Irónicamente, una violación es un acto que no tiene mucho que ver con la sexualidad, salvo en su apariencia. En realidad, mediante su acción, el agresor evita asumir lo que implica su condición de sujeto sexuado en los azares y contingencias de sus encuentros con el otro sexo. En lugar de ello, se asegura del resultado transformando un acto sexual en un ejercicio mecánico, durante el cual introduce algún órgano u objeto físico en cualquier orificio del cuerpo de su víctima, para conseguir una caricatura grotesca del placer sexual. Por eso, no hay duda de que una violación es un acto perverso, incluso si el perpetrador no es un perverso por estructura sino un abusador ocasional.

La revista Vistazo, en su edición 1234 del reciente 31 de enero, le dedica espacio al tema y nos informa que en los últimos cuatro años se han registrado 21.451 denuncias por violación en la Fiscalía de la República del Ecuador.

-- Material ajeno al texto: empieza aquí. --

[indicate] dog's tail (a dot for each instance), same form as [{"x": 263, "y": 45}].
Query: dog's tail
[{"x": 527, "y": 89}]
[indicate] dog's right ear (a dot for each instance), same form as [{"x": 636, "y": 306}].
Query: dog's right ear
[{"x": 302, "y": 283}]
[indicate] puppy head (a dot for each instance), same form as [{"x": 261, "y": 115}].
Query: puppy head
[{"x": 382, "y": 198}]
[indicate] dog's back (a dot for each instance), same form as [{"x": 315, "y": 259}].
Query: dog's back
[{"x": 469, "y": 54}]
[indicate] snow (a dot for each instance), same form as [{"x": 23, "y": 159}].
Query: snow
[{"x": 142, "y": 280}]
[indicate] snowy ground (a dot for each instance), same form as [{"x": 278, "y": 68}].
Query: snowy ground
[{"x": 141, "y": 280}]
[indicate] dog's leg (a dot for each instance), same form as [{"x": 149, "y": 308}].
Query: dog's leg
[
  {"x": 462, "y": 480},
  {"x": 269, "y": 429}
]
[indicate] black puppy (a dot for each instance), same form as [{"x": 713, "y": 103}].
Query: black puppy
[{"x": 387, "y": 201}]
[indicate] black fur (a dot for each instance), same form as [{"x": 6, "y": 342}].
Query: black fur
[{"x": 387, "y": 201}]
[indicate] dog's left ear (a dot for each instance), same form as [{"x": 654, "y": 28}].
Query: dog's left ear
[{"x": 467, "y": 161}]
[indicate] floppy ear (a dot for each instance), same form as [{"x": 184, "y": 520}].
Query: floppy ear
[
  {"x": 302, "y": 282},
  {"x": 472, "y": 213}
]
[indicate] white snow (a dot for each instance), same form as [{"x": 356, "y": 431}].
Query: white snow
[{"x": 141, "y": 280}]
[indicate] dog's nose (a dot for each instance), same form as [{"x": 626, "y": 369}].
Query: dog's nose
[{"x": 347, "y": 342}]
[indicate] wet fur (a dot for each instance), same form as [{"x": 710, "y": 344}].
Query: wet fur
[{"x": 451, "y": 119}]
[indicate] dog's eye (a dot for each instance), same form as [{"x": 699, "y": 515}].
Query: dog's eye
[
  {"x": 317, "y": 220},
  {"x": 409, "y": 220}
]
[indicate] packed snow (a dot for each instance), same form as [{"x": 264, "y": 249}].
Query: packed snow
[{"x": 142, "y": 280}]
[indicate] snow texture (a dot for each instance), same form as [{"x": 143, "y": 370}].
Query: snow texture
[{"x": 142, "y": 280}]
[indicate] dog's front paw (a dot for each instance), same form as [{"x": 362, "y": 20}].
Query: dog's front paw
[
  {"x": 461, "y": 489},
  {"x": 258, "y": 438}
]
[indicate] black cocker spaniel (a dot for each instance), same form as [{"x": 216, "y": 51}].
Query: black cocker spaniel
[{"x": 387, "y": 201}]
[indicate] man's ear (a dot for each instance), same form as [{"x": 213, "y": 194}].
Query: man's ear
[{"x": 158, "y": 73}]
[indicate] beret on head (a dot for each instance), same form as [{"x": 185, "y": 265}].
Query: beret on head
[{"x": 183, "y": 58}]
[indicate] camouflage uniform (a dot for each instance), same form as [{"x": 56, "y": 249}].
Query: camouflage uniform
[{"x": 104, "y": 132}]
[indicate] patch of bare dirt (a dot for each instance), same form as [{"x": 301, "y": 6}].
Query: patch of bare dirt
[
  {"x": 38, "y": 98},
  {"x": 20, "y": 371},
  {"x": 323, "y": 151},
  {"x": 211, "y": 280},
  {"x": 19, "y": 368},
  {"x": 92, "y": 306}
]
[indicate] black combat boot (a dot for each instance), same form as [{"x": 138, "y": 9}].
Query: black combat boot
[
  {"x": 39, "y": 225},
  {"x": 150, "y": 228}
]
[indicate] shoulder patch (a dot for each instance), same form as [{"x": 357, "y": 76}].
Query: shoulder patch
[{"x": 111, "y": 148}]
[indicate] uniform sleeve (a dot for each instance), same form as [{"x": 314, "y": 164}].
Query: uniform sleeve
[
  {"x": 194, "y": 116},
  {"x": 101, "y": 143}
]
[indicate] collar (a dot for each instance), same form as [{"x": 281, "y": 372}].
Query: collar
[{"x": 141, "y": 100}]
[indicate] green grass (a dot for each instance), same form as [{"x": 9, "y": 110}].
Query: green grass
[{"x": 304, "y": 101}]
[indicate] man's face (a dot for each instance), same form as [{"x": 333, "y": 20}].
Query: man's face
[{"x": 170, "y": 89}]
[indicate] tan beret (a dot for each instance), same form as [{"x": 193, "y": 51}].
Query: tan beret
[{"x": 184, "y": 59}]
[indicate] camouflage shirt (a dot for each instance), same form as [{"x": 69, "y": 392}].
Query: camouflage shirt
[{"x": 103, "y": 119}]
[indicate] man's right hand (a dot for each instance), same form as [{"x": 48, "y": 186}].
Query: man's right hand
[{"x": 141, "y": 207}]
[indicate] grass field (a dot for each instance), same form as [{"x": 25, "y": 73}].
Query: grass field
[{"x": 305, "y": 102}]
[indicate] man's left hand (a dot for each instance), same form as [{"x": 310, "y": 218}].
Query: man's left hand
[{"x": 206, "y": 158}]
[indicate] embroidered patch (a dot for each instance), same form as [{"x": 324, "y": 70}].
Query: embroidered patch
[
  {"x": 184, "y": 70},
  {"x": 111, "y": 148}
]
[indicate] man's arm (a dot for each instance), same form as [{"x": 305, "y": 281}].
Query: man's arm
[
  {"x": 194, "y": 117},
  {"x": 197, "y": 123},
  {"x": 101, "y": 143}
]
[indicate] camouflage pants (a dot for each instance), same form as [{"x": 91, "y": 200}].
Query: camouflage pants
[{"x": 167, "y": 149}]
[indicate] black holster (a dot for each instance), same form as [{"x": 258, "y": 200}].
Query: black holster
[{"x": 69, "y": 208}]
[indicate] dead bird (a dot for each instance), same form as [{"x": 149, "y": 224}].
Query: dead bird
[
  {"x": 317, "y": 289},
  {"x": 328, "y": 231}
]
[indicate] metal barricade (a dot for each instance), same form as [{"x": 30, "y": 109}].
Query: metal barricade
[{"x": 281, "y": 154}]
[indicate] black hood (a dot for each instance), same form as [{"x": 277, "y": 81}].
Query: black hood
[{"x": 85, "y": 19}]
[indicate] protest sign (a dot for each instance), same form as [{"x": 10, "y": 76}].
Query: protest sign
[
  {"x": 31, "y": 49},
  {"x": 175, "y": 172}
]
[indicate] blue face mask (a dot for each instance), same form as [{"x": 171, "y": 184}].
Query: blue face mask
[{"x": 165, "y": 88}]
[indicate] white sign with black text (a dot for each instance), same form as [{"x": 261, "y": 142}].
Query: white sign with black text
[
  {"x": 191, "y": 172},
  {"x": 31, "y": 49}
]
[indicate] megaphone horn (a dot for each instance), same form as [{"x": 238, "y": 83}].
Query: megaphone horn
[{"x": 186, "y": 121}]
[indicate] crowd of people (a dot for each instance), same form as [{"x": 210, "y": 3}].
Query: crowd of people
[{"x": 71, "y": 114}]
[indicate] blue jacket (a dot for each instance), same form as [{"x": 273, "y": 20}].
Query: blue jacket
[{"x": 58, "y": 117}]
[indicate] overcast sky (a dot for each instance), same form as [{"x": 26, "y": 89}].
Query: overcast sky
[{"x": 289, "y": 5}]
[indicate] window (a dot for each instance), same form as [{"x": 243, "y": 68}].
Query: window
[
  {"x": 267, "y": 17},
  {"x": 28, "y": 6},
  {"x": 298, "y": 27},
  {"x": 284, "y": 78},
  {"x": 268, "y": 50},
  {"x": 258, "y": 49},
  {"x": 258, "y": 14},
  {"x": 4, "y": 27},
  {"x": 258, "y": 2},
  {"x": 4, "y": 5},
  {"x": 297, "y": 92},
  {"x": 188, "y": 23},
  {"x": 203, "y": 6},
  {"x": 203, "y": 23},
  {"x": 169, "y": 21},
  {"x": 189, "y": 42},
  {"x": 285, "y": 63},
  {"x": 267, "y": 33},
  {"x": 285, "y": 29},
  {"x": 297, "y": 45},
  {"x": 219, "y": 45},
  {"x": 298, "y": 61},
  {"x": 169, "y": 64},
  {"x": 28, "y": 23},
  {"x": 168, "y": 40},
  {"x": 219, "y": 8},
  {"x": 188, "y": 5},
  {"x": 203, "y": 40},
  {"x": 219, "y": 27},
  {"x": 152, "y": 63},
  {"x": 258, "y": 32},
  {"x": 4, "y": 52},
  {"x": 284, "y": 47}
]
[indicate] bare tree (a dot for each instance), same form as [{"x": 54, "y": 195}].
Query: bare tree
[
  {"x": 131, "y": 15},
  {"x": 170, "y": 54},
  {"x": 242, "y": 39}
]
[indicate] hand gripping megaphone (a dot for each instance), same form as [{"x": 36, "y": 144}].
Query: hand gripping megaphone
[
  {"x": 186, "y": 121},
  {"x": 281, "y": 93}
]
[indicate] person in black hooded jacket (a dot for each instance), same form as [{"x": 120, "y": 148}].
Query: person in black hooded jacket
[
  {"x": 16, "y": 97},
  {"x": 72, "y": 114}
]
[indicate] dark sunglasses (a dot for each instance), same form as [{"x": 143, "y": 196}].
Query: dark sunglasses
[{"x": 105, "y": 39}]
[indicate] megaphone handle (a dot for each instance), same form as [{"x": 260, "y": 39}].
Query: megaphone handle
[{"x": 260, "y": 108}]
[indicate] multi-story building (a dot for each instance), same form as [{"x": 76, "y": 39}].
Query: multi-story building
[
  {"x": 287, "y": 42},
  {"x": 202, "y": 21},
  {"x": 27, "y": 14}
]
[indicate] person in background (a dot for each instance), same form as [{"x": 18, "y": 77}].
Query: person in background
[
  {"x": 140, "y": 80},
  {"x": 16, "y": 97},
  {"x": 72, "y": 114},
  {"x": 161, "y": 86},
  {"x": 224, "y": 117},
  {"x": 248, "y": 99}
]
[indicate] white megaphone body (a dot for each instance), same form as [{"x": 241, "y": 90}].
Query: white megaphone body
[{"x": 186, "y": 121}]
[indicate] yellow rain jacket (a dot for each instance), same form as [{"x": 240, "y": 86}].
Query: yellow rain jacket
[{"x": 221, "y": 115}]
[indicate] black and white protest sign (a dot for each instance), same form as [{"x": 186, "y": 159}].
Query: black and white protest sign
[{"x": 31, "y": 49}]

Si a esa cifra restamos aquellos casos de falsas acusaciones, y sumamos aquellos que no se denuncian por diferentes razones, seguramente ese número ascenderá. Esto significa que cada día se cometen -por lo menos- 15 violaciones en nuestro país, en contra de mujeres, adolescentes, niñas, niños y hombres. Es una cantidad insoportable y una realidad espantosa. Al parecer, los crímenes sexuales constituyen un grave y desatendido problema de insalubridad pública, inseguridad ciudadana, incompetencia judicial y patología mental en el Ecuador.

¿Cómo se explica esto? Podríamos sumarnos al coro que argumenta la causalidad en “el patriarcado, el machismo y la hegemonía masculina en el Ecuador”. Una explicación que zanja el asunto de manera cómoda y definitiva sin aportar soluciones. Una explicación que se repite sin cesar y sin pensar, y que debe ser interrogada más allá del activismo de género. Porque en cuanto al patriarcado, es un mito constituyente o una especie en vías de desaparición en Occidente desde hace varias generaciones. Acerca del machismo, podríamos parafrasear a Jacques Lacan (“A madre santa, hijo perverso”), para investigar en la clínica de lo particular la relación frecuente entre machismo y “madrismo”. Y sobre la hegemonía masculina, siendo una realidad imperante, ella no es más que el patético testimonio de la impotencia masculina para asumir la virilidad por otra vía que no sea la del dominio y la explotación de las mujeres.

Algo no anda en el Ecuador y en todo el mundo en las (no)relaciones entre los hombres y las mujeres. Algo no anda desde siempre, y el activismo de género simplifica y esquiva el desafío de las diferencias sexuales bajo la proclama de las igualdades indiscriminadas y la multiplicación (sin cuestionamiento) de los nuevos “géneros” que eluden la asunción de una posición sexuada de los sujetos frente a hombres y mujeres. Algo no anda, y la alternativa no es el “feminismo” de los hombres y mucho menos su “feminización”. Quizás se podría empezar por la “educación sexual” de adultos y padres de familia. Crear espacios para que hombres y mujeres puedan encontrarse e interrogarse sobre los fundamentos de su masculinidad y feminidad, de manera libre y abierta, sin consignas de género, lecciones de anatomía ni aforismos lacanianos.